Posted on:2003-08-28Degree:MasterType:Thesis
Country:ChinaCandidate:L GuoFull Text:PDF
GTID:2155360062985246Subject:Foreign Linguistics and Applied Linguistics
Abstract/Summary:PDF Full Text Request
This is an attemptive study on what the advertiser has done to adapt to the mental state of the audience in print advertising. Concerning this issue questions being explored include how the advertiser address certain aspects of the audience's mental states and how are his linguistic choices manifested. The study is an empirical one, mainly based on qualitative analysis of the data, which is in fact the pragmatic interpretation of the answer to the questions. As space is limited, the data under investigation are confined to Chinese printed advertisements directed towards female audiences.

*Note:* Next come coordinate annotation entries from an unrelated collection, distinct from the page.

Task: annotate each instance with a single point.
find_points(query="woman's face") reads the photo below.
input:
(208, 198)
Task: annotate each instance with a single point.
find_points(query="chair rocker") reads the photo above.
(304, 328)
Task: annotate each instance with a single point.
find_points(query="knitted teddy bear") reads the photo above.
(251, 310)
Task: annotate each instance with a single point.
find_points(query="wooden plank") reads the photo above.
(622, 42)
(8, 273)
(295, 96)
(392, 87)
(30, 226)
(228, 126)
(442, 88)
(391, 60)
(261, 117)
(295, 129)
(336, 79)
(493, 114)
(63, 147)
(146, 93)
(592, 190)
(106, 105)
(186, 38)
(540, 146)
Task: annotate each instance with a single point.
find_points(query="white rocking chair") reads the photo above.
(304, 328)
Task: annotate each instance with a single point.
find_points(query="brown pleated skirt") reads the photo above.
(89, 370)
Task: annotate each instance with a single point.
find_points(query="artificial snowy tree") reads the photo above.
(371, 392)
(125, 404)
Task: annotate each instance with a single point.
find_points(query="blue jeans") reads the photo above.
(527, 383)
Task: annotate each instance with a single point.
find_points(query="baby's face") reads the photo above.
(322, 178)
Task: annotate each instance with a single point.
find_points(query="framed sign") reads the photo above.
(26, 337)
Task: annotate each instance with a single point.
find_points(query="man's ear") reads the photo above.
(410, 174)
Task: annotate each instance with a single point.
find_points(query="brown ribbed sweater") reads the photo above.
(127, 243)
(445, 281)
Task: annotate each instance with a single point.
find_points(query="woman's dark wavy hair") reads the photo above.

Supported by Verschueren's theory of linguistic adaptation, the author endeavors to construct a theoretical framework as to how advertising language works as linguistic communication and to analyze how adaptation regarding the audience's mental world takes place in advertising language. The analysis is conducted along the continuum of directness and indirectness from the three key notions in Adaptation Theory, viz variability, negotiability and adaptability. The advertiser's exploitation of the interplay between explicit and implicit meaning is thus revealed and elaborated. So are the two aspects of the audience's mental world the advertiser tries to adapt to, namely cognitive factors and emotive factors. Generally linguistic choices are manifested as direct and indirect appeals, the latter of which consists of explicit and implicit claims. Cognitive factors that are tuned into refer to the audience's way of perceiving and evaluating, while emotive factors, the audience's needs, attitudes and emotions. The general strategy throughout the communication is politeness, other strategies include masking the advertisement with advices, praising the product in terms of its superiority or improvement, imposing on the audience a new belief, using effective and forceful ways of expression, refraining from the position of addresser, taking the form of objective reporting, and promising to satisfy the audience's needs, etc. Drawing on a range of work in pragmatics, advertising and communication, this paper tends to make contribution to this particular communicative dimension of advertising language.